Yuen’s empire came into being because he wanted to record a Boston Red Sox game on TV but had trouble programming his VCR. So he created VCR Plus, a device that made setting a VCR as easy as punching in a number. Today, interactive TV is the focus of the company.

“If you attract all those eyeballs to the screen, it becomes a portal through which people make their TV decisions and other things and also has the possibility of being a very powerful advertising mechanism and other spin-offs,” Krinsky said.

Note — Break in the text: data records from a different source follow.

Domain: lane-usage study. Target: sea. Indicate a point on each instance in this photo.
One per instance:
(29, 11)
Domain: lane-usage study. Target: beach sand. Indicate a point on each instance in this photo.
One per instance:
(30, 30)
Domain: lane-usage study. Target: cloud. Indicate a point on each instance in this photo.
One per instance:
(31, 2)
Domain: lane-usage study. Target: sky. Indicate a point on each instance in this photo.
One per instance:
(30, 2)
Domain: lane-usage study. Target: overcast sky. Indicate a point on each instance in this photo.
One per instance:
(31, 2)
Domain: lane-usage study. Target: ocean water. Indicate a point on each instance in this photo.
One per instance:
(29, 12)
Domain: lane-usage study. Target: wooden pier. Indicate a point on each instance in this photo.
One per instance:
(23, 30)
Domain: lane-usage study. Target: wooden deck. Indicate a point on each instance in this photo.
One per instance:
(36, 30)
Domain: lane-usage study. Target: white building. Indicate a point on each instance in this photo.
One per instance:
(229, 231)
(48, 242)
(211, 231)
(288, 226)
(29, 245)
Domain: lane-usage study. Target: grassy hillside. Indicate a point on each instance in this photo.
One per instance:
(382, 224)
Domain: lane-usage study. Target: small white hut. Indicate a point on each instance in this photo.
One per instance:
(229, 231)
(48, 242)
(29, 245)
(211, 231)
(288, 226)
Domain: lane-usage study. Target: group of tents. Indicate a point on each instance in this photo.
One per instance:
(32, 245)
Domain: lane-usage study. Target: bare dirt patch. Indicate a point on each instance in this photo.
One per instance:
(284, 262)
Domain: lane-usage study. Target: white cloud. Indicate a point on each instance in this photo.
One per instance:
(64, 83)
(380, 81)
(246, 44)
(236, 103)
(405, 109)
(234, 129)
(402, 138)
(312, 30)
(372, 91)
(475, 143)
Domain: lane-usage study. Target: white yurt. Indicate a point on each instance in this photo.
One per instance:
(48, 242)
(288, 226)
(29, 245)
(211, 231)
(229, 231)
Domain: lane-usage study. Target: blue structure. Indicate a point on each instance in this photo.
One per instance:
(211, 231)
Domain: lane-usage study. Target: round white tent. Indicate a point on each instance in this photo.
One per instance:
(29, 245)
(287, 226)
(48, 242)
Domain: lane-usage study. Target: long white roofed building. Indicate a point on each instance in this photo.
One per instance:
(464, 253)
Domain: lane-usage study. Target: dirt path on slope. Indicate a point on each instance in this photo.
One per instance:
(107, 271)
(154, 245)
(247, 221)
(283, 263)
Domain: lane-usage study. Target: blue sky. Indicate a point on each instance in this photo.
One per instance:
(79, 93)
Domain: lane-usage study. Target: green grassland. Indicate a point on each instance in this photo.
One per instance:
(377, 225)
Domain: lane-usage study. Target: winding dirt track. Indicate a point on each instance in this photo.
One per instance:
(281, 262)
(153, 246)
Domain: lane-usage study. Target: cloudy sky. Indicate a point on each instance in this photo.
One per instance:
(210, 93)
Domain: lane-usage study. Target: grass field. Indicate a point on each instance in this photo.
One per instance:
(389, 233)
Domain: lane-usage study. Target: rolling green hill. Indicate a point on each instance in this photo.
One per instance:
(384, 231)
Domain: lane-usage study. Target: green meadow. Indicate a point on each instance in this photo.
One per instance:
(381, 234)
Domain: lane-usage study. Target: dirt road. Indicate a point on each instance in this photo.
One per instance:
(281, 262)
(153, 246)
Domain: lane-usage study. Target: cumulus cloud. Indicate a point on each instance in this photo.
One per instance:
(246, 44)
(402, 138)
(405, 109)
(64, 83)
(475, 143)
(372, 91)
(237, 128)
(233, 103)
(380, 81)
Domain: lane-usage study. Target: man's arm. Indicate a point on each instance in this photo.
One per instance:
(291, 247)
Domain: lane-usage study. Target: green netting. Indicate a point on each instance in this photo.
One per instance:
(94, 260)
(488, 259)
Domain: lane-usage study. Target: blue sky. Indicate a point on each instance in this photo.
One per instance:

As a college student, David Krinsky had a decision to make. Krinsky had worked his way through college and part of law school by playing guitar in restaurants, mostly in the Marina del Rey area. He also played in rock bands and recorded some music. One of the groups, The Emporium of Sound, cut a track called “In the Summer Time,” which Krinsky said received some airplay.

“We were all mini-Mamas and Papas. Very mini: two guys, two girls,” he said.

While the lifestyle that went along with making music was exciting and interesting, Krinsky said it was just too much for him. Krinsky said he always had been interested in law and doesn’t regret his decision. Both of his children have inherited his love of music, he said. Married for 28 years, Krinsky’s wife is active in the Laguna Beach community where they live.

Born and raised in Los Angeles, Krinsky, 52, graduated from USC with a degree in political science in 1969 and a law degree in 1973. In 1970, he earned a master’s degree in political science at Rutgers University in New Jersey, an experience that convinced him that he wanted to settle on the West Coast.

Krinsky joined O’Melveny & Myers in 1994. His areas of emphasis are corporate securities and mergers and acquisitions law. He’s brought in such clients as St. John Knits Inc. and Corinthian Colleges Inc.

“I have been fortunate enough to produce a lot of clients,” he said.